Take a look at RFC 6177. There, the idea is clear. Home users of the future may require multiple subnets, so we should allow this. The authors specifically mention that a /48 for home “sites” is indeed too wasteful, but instead, a /56 or something similar would be acceptable for a residential customer.

My question is, do we implement this kind of thinking now, or later? Why not just use a /64 per residential customer now, but offer the ability to expand to a /56 later if the customer requests it. At least this way we’ll have the expansion capability without wasting those prefixes up front. We’ll know exactly when our residential users start wanting to route packets internally.

Spoiler Alert: I have a really good imagination, and I can’t think of a reason, present or future why Joe Schmo the typical residential internet consumer would ever need more than a /64. If you have a use case that is reasonable, please enlighten me, because I genuinely would like to know. Clearly the folks of RFC 6177 had something in mind but didn’t care to elaborate.

The argument that we keep allocations the same for everyone to keep it clean is less compelling than the argument to eliminate prefix waste for users that will just simply never ever need anything remotely approaching a /48, or even a /56. I am aware of the size of the IPv6 address space. I’ve heard all of the analogies - a quintillion addresses for every millimeter on planet earth, or comparisons of golf balls to the sun, or whatever. Believe me, I know this - one of the greatest things about IPv6 is it’s fantastic address space. But before you jump into the pool of kool-aid, consider this. We’re shifting mentalities away from IPv4, and into IPv6. We don’t think about allocations in terms of addresses, but in terms of entire prefixes.

Since we’re talking about using /64 in most places, we now have to watch out for the number of prefixes we assign to entities. Is there a corner case where a home user would need more than a /64? Of course there is - I’d be one of them. But I know, as well as most of you reading this, that 99.9999% of home users will NEVER require more than a single routed /64. Try setting up an IPv6 tunnel through Hurricane Electric (it’s free!). You’ll notice that the default allocation is a /64, but you can request a /48 with no justification needed! Keep in mind, though, that this service is OBVIOUSLY used for the technical users among us. For home use, I would say that a default allocation of /64 is the best option. In the rare event that the home user knows enough to realize that additional subnets are needed, an option to expand to a /56 can be made available.

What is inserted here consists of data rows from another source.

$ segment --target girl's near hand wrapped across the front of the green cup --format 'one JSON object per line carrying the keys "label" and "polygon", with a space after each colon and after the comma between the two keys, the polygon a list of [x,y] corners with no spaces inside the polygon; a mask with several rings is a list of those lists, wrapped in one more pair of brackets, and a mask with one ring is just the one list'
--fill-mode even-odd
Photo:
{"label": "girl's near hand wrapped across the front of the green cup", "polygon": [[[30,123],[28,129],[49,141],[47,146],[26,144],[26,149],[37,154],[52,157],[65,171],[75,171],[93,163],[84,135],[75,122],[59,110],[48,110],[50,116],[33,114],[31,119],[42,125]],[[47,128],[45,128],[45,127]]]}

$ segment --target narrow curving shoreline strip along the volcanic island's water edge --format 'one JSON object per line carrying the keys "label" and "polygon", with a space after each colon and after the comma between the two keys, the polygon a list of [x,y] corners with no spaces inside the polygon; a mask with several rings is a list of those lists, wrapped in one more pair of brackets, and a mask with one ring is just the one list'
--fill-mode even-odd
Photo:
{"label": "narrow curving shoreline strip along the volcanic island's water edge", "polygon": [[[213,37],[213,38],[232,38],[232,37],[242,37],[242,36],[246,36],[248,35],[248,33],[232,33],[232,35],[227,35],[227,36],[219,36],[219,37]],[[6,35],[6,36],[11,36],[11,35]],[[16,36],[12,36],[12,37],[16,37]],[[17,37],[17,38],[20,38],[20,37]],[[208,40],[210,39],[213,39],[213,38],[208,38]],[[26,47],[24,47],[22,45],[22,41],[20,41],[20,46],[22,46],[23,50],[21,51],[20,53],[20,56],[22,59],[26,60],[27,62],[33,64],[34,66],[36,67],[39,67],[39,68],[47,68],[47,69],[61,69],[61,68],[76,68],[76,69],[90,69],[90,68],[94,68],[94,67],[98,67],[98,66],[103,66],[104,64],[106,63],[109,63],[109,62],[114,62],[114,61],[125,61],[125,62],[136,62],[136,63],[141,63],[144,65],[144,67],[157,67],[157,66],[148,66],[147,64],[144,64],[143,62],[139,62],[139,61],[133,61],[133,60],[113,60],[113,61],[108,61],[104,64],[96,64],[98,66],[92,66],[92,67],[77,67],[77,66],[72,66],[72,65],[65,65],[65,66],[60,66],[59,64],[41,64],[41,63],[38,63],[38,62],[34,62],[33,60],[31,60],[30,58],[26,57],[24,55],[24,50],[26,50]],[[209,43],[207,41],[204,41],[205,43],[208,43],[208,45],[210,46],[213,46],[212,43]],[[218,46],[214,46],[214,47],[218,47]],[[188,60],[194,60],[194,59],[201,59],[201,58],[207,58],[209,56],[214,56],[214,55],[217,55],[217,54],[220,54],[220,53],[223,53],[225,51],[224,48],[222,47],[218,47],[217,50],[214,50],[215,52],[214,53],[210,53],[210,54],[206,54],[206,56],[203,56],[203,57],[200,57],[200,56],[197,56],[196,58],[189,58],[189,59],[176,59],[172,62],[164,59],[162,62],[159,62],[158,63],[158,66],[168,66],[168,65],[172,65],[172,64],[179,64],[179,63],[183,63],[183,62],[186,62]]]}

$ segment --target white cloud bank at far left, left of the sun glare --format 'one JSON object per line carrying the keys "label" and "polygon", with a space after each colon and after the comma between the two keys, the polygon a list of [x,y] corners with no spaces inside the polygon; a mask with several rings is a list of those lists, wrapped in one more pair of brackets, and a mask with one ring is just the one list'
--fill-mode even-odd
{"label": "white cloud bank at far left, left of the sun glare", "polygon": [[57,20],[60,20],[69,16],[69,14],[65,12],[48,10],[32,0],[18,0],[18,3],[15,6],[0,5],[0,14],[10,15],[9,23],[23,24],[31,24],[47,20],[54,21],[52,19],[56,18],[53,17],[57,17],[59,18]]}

For medium to large entities, I want to emphasize the fact that there are 65,536 /64 subnets in a single /48. Many many many organizations have nothing close to this number of networks. Some do, but many do not. Assuming a /48 for all business-class customers is truly wasteful, and again, I realize how many addresses there are to choose from. Still wasteful. I know we have 2^128 worth of address space to choose from. If we keep handing out blocks of 80 bits worth of address space to gas stations, we’ll find the end of that pool real quick.

For those of us that don’t work for IANA, we adopt this new mentality of thinking in terms of prefixes, and not just addresses. Prefixes become FAR more of a finite resource than addresses, and although we don’t have to necessarily be misers about it, we could benefit from adopting a responsible method of distributing these prefixes. The 32-bit address space that we run on today was originally aimed at a fledgling internet, and no one could have possibly anticipated the scale of the modern-day internet. Who knows - in 30 years, 128 bits may not be enough.